To do this, I reversed the district's formula for calculating schedule points. I took "Schedule Points" and divided by the number of games played and divided that total by five.
I didn't even look at the individual schedules. I went straight from the district's "Schedule Points" totals. If I am wrong, please let me know where the mistakes are. I probably made at least a few errors.
| TEAM | OPP WIN PCT |
| 1. Penn Wood | 0.594 |
| 2. Cheltenham | 0.573 |
| 3. Down. West | 0.562 |
| 4. Down.
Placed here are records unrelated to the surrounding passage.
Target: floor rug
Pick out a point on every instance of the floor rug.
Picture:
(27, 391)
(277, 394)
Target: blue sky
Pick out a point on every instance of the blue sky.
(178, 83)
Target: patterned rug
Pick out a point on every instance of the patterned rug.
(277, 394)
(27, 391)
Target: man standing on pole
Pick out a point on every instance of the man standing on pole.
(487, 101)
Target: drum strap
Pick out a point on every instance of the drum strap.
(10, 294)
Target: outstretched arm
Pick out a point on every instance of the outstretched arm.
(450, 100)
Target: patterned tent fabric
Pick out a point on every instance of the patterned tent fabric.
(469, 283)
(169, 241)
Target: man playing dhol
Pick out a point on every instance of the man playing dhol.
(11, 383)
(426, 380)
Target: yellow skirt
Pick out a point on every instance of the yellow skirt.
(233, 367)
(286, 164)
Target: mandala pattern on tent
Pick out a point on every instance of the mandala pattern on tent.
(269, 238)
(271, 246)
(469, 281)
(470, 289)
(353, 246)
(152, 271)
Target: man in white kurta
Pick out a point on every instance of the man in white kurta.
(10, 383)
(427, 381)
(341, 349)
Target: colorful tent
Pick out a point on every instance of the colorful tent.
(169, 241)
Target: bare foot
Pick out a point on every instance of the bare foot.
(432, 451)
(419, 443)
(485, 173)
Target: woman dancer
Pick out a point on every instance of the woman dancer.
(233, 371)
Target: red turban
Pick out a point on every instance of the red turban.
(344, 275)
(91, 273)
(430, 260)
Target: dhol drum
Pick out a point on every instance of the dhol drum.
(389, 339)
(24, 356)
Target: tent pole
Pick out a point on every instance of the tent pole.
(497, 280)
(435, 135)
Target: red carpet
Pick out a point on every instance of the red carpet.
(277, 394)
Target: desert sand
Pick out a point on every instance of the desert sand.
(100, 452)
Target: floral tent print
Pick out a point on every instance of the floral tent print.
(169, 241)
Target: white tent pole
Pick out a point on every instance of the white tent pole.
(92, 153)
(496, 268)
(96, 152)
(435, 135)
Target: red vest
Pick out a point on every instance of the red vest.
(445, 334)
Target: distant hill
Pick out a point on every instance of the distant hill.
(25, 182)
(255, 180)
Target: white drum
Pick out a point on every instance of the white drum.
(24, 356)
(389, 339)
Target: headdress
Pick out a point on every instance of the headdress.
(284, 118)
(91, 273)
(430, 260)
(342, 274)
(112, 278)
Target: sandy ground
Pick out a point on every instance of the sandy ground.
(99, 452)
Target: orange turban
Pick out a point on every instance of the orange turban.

East | 0.556 |
| 4. North Penn | 0.556 |
| 6. CB East | 0.550 |
| 7. Pennridge | 0.538 |
| 8. Upper Dublin | 0.537 |
| 8. CR-North | 0.537 |
| 10. Conestoga | 0.531 |
| 11. Neshaminy | 0.527 |
| 12. CB South | 0.524 |
| 13. Souderton | 0.521 |
| 14. Unionville | 0.520 |
| 15. Lower Merion | 0.518 |
| 16. Chichester | 0.516 |
| 17. Boyertown | 0.515 |
| 18. Bensalem | 0.514 |
| 18. Perkiomen Valley | 0.514 |
| 20. Spring-Ford | 0.512 |
| 20. Chester | 0.512 |
| 22. Norristown | 0.509 |
| 23. Upper Darby | 0.506 |
| 24. Henderson | 0.505 |
| 25. Kennett | 0.495 |
| 26. Garnet Valley | 0.490 |
| 27. Methacton | 0.476 |
| 28. Abington | 0.475 |
| 29. William Tennent | 0.471 |
| 30. Wissahickon | 0.471 |
| 31. Sun Valley | 0.460 |
| 32. Great Valley | 0.459 |
Schedule strength does not seem to mean a whole lot in the final power rankings. Cheltenham's No. 2 schedule, for instance, earned it only 13.67 more total "Schedule Points" (68.75) than Great Valley's No. 32 schedule (55.08 "Schedule Points"). That's less than the points earned with three victories (against any opponent).
Teams are much better off beating weaker teams than taking a chance of losing to stronger teams.
Most coaches want to play better teams to make their own players better. But coaches who do so in this system seem to put their teams at a disadvantage in the district tournament.